Saturday, July 13, 2013

"Champions Tour" Is Just A Much Worse Name

This is kind of random, but I'm sitting here watching the U.S. Senior Open Championship and I heard someone mention that so-and-so had joined the Champions Tour earlier this year, and I had the following thought. The impetus behind the switch from "Senior Tour" to "Champions Tour" is the idea that it's more complementary to the players. "Senior Tour" sounds like a tour with a bunch of old dudes on it, guys who are washed up, past their primes, etc. "Champions Tour" sounds, or is at least trying to sound, like a tour full of all the great champions of yesteryear.

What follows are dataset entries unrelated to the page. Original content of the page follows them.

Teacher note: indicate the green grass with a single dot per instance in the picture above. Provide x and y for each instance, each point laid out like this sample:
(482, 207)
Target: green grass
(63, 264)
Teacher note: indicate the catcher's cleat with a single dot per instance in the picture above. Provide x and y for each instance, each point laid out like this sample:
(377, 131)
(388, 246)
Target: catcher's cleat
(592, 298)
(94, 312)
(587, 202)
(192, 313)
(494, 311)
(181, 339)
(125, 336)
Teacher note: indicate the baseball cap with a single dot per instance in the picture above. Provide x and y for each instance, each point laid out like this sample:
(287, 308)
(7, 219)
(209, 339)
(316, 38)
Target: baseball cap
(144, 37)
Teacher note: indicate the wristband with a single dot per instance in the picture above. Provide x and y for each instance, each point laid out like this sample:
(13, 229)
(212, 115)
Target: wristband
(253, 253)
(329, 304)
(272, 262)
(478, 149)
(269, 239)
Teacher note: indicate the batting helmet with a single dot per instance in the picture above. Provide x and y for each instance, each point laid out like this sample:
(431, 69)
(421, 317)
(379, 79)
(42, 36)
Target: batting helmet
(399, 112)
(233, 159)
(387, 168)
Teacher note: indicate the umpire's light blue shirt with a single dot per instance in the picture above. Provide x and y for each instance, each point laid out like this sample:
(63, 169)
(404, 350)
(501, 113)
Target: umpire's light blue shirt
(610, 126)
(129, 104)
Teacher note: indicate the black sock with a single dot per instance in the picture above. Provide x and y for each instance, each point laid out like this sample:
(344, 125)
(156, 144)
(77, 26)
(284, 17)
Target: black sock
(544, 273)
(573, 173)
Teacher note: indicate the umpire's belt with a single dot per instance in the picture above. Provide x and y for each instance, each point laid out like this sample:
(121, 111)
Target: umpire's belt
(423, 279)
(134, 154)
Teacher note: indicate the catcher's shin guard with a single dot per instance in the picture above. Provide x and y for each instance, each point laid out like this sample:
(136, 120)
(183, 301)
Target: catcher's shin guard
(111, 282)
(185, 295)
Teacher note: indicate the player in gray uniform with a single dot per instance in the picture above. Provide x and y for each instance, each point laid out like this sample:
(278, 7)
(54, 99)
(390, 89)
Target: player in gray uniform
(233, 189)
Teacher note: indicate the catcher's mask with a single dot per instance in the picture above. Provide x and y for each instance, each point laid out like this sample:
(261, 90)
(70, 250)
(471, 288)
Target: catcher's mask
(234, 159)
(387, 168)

But there's a problem with this, and there is scarcely better demonstration of it than Michael Allen, the man currently leading the Senior Open by several shots. His career PGA Tour win total is... zero. He had one European Tour win, one minor-tour win (I believe the minor tour was called the NIKE Tour at the time), and that was it. He played in 369 total PGA Tour events, managed 17 top 10s including three runner-up finishes, and never managed to win a tournament. He was not what you'd call a "champion." Then, on January 31st, 2009, he turned fifty, so though not a champion, he was a senior. And he received a special invitation to play in the Senior PGA Championship (all the majors have kept the traditional "Senior" designation), because though he never won anything he did have a solid career earnings on the PGA Tour. He won that tournament, his first Champions Tour event. Since then he's won three other senior tournaments, has nine further top-10 finishes in the senior majors, and is leading the Senior Open right now.

And it is my impression that quite a few players on the so-called Champions Tour fit this profile. They never won any of the "real" majors. Maybe they snuck a tournament victory here or there, but not many. Some of them may not have been touring professionals in their youth at all. And some of them go on to have spectacular careers after turning fifty. The list of players with the most Senior Tour wins confirms this: Hale Irwin and Lee Trevino, No.s 1 and 2, are definitely "champions," but Gil Morgan, Miller Barber, Bob Charles, Don January, Chi-Chi Rodriguez, Jim Colbert, and Bruce Crampton, who occupy the 3 through 9 spots, had a total of one career men's major to their credit (Bob Charles' win at the 1963 British Open, the only left-handed major winner until Mike Weir in 2003) and 64 PGA Tour wins. They won a total of twelve Senior majors and 156 Senior tournaments. They got better, competitively speaking, after turning fifty. Each of these guys were solid players, but you wouldn't have thought of them as great champions. Others like Bruce Fleisher, Mike Hill, Loren Roberts, Jim Thorpe, etc. fit the same pattern: decent Tour players for a while who turned 50 and then started winning.

And, in my opinion, this creates a dual problem with the "Champions Tour" name. For starters, it's dishonest. These are not all the great players of yesteryear. It's some of the great players of yesteryear, the ones like Fred Couples or Tom Watson who wanted to keep playing full-time competitive golf and whose games stayed in pretty good shape, and some guys who maybe you would've heard of twenty years ago if you followed the Tour closely, but not if you were just a casual fan. But also, and perhaps more importantly, it's insulting to the players, specifically to those players who aren't Couples or Watson or Nicklaus or Irwin. It's insulting to the guys like Michael Allen, or Gil Morgan, or Loren Roberts. It suggests that the point of the Champions Tour is to watch the guys who were the greatest champions when they were all in their prime, not simply to watch the best golfers who are old enough that it doesn't make sense to ask them to play against guys half their age. And that suggests that guys like Michael Allen don't belong, that they aren't the point. They're interlopers, or a distraction, because they weren't great champions on their initial golfing life.

Of course, it's not a very strong implication, and it's sufficiently indirect that I'm probably the only one who's noticed. But still, I think it's abundantly clear that they should've just stuck with calling it the Senior Tour. Because that's what it is, and a Senior Tour is cool enough on its own terms.